I need to back up files on my computer to a memory stick. My problem is that I am always rushing to get work done, and sometimes I back up, and sometimes I don’t. So now I am in a position that I have to go through hundreds of files and folders and sort out ones that are backed up from ones that are not. It probably would be easier just to start from scratch. I know when backing up, you have the option to replace if the file has already been saved. However, this is very time-consuming. Is there a quick and easier way to sort this out without having to save everything, then go through it all and remove ones that I don’t want, or go through them one by one to save?

Thank you,

Saving Grace


Dear Grace,

Thanks for writing in; this is something I am asked about more than anything else. Luckily, backing up can be easy and automatic, so you don’t have to remember what you have or haven’t backed up, or where you last left your flash drive.

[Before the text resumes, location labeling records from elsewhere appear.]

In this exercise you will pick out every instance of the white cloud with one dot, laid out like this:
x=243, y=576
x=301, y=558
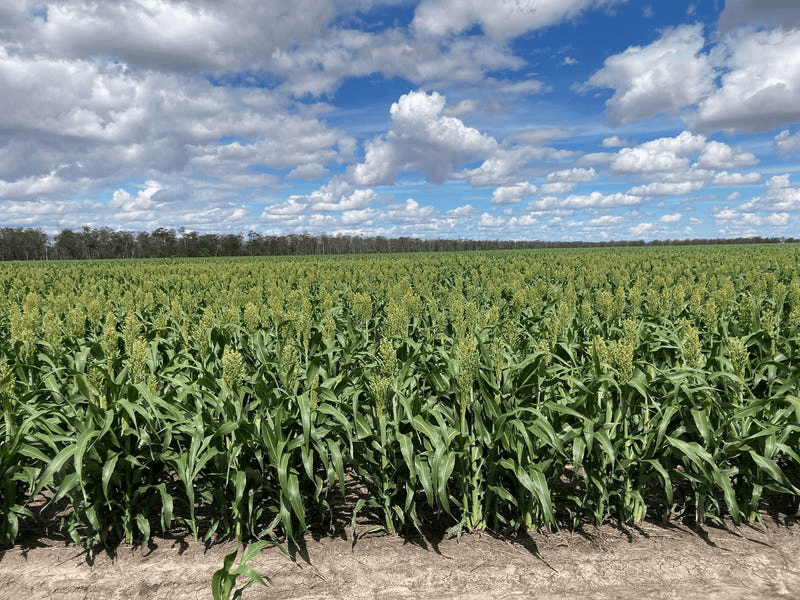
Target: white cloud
x=507, y=166
x=422, y=139
x=670, y=218
x=787, y=143
x=761, y=86
x=665, y=188
x=779, y=196
x=593, y=200
x=605, y=221
x=660, y=155
x=777, y=219
x=171, y=36
x=319, y=65
x=669, y=74
x=726, y=178
x=564, y=181
x=125, y=202
x=759, y=12
x=504, y=19
x=717, y=155
x=641, y=228
x=513, y=194
x=614, y=142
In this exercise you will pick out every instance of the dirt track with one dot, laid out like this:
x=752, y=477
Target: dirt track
x=651, y=561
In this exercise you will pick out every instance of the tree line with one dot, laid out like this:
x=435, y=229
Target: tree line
x=96, y=243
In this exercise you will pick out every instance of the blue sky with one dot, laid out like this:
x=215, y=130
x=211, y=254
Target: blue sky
x=517, y=119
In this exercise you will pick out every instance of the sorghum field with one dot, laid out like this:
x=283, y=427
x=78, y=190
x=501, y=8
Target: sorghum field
x=243, y=398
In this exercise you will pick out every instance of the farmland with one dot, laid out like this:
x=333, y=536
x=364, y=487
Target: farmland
x=246, y=398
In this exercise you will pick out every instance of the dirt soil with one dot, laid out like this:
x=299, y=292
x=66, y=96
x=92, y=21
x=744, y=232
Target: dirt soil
x=648, y=560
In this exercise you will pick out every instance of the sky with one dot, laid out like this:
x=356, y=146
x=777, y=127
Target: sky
x=556, y=120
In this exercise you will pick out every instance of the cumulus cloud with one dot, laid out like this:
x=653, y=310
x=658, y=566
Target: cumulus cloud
x=504, y=19
x=787, y=143
x=564, y=181
x=614, y=142
x=779, y=196
x=320, y=65
x=666, y=188
x=167, y=35
x=759, y=12
x=761, y=86
x=512, y=194
x=725, y=178
x=659, y=155
x=670, y=218
x=586, y=201
x=422, y=139
x=661, y=78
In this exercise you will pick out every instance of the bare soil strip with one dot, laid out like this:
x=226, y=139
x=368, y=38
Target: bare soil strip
x=644, y=561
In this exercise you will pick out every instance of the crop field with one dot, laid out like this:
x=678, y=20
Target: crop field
x=244, y=398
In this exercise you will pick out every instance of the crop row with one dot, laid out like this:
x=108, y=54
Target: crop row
x=242, y=398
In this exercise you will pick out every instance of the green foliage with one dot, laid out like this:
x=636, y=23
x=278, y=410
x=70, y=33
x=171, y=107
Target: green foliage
x=238, y=398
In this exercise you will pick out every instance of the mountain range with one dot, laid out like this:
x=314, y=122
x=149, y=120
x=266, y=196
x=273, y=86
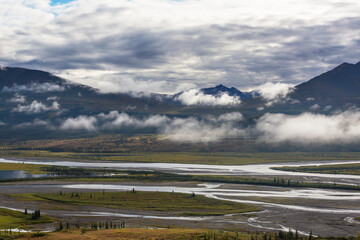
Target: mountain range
x=27, y=95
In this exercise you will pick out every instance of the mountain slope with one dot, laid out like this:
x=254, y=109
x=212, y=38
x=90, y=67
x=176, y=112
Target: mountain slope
x=338, y=86
x=230, y=91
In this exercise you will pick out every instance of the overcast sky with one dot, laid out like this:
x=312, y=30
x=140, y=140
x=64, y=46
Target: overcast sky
x=168, y=45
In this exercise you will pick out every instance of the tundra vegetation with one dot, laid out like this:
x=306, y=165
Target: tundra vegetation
x=178, y=203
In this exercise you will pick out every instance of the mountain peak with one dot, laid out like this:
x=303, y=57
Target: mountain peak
x=219, y=89
x=337, y=85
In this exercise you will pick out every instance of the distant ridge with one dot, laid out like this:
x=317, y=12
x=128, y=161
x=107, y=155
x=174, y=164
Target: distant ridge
x=338, y=85
x=230, y=91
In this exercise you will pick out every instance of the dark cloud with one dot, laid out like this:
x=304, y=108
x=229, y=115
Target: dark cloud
x=238, y=53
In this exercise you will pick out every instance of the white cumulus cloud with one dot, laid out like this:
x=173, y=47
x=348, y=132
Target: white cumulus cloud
x=197, y=97
x=36, y=107
x=35, y=87
x=309, y=128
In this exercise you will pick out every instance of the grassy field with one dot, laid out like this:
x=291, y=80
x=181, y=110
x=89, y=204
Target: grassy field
x=220, y=158
x=14, y=219
x=30, y=168
x=161, y=234
x=178, y=203
x=350, y=169
x=138, y=233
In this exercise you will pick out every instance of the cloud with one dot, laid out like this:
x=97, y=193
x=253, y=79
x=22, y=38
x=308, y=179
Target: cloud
x=17, y=98
x=309, y=99
x=231, y=117
x=274, y=92
x=52, y=98
x=310, y=128
x=80, y=123
x=314, y=107
x=197, y=97
x=120, y=120
x=36, y=123
x=35, y=87
x=192, y=130
x=36, y=107
x=201, y=42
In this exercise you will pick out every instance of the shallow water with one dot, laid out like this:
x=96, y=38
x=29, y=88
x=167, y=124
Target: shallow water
x=251, y=169
x=229, y=194
x=19, y=174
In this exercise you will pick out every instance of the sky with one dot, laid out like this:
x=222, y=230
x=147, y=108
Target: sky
x=169, y=46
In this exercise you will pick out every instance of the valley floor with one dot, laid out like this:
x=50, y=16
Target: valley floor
x=324, y=212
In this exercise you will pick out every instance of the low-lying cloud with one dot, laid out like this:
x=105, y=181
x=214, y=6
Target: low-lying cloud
x=191, y=129
x=275, y=92
x=35, y=87
x=80, y=123
x=197, y=97
x=17, y=98
x=36, y=107
x=310, y=128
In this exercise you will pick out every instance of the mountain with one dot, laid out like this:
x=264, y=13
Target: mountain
x=27, y=94
x=338, y=86
x=230, y=91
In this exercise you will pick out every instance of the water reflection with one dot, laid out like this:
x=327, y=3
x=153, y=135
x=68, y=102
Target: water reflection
x=19, y=174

The method of backing up onto a flash drive can work if someone is diligent about doing it routinely. In reality, though, that doesn’t often happen, as we’re all pretty busy, so you are in good company. But what’s worse than forgetting to back up is remembering, only to then lose the flash drive. I’ve seen it happen, and just the possibility of that scenario is enough to eliminate it from being my preferred backup method.

The cloud is going to be your friend with regards to backing up. Start fresh, don’t worry about what you’ve already stored on a flash drive. Wipe the virtual slate clean. Online storage is cheap, so better off backing up too much than not enough. I’ve seen some online storage companies come and go, but one that has been around forever that I typically recommend is called Carbonite. (I will admit the attraction of the “Star Wars” reference, and how it froze Han Solo in “The Empire Strikes Back” long enough to be thawed in “Return of the Jedi”; it got me curious enough to test the product a long time ago.)

Carbonite costs $60 a year and provides unlimited storage from your home computer. There are business offerings as well, but for most people, the plan I mentioned is the appropriate one. There is a program to download once you have set up your account, and pretty much the rest is automatic. It backs up your files, and when a file is modified, it automatically backs it up again. This applies to photos as well, not just standard computer files. Multiple versions of each file are retained on their servers, which can be handy if you are working on a file, mess up something big (that’s happened to me), or when you want to start over from a previous date or point in time.

Once files are backed up, you can log into the Carbonite website to access your files from a different computer or mobile device. You might not need to do this very often, but I can assure you of something from my tech experiences: When you can’t access your important files any other way than this, it’s worth its weight in gold, and always comes with a huge sigh of relief.

There are different backup companies out there (iDrive, Mozy Home, etc.) but I have more experience with Carbonite than with these others, and I always recommend products I know and use over how others might sound in theory.

Hope this helps, and thanks again for writing in!